America’s uranium enrichment went out of business in the early 2000s after the Clinton-era megatons-to-megawatts program essentially ceded the industry to cheap Russian imports made from disassembled atomic weapons. Since banning imports from Russia last year, the U.S. has been ramping up funding for nuclear fuel again, especially as the industry looks to build new types of reactors that rely on fuel other than the low-enriched uranium that virtually all the country’s operating 94 commercial reactors use. On Monday, the Department of Energy announced its first pilot project for advanced nuclear fuels, giving the startup Standard Nuclear the first federal deal. On Tuesday, the agency signed a $1.5 billion deal to restore the so-called Atomic City on the 100-acre parcel of federal land at the former Paducah Gaseous Diffusion Plan in Kentucky.
The Trump administration gave permission to the National Weather Service to hire up to 450 meteorologists, hydrologists, and radar technicians after sweeping cuts from the Department of Government Efficiency, CNN’s Andrew Freedman reported. The agency, which was partly blamed for its warnings going unheeded ahead of the deadly Texas floods last month, also received an exemption from the federal hiring freeze.
The move came the same day as a federal judge blocked the administration from diverting billions of dollars in Federal Emergency Management Agency funding for disaster resilience and flood mitigation. The injunction warned FEMA against spending the money on anything else.

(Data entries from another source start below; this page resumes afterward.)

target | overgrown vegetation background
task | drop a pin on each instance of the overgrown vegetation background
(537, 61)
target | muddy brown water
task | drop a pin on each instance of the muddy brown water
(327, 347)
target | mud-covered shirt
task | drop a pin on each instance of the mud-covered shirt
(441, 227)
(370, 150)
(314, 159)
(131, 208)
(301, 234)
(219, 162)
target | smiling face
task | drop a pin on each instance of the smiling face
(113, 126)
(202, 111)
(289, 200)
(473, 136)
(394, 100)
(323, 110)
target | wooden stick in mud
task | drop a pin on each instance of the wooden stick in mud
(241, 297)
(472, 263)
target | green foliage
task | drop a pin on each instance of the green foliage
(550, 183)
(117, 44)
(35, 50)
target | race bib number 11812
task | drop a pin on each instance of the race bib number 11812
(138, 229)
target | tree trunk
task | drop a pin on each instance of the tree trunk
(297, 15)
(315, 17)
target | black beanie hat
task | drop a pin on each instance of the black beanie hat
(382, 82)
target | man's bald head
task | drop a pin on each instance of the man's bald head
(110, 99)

Beyond Meat is finally getting beyond meat. The company plans to shed the flesh reference in its name this week as it launches its new Beyond Ground product that promises more protein than ground beef. “With this launch,” Fast Company’s Clint Rainey reported, “Beyond Meat is becoming merely Beyond and turning its focus away from only mimicking animal proteins to letting plant-based proteins speak for themselves. The radical move is cultural, agricultural, and financial.”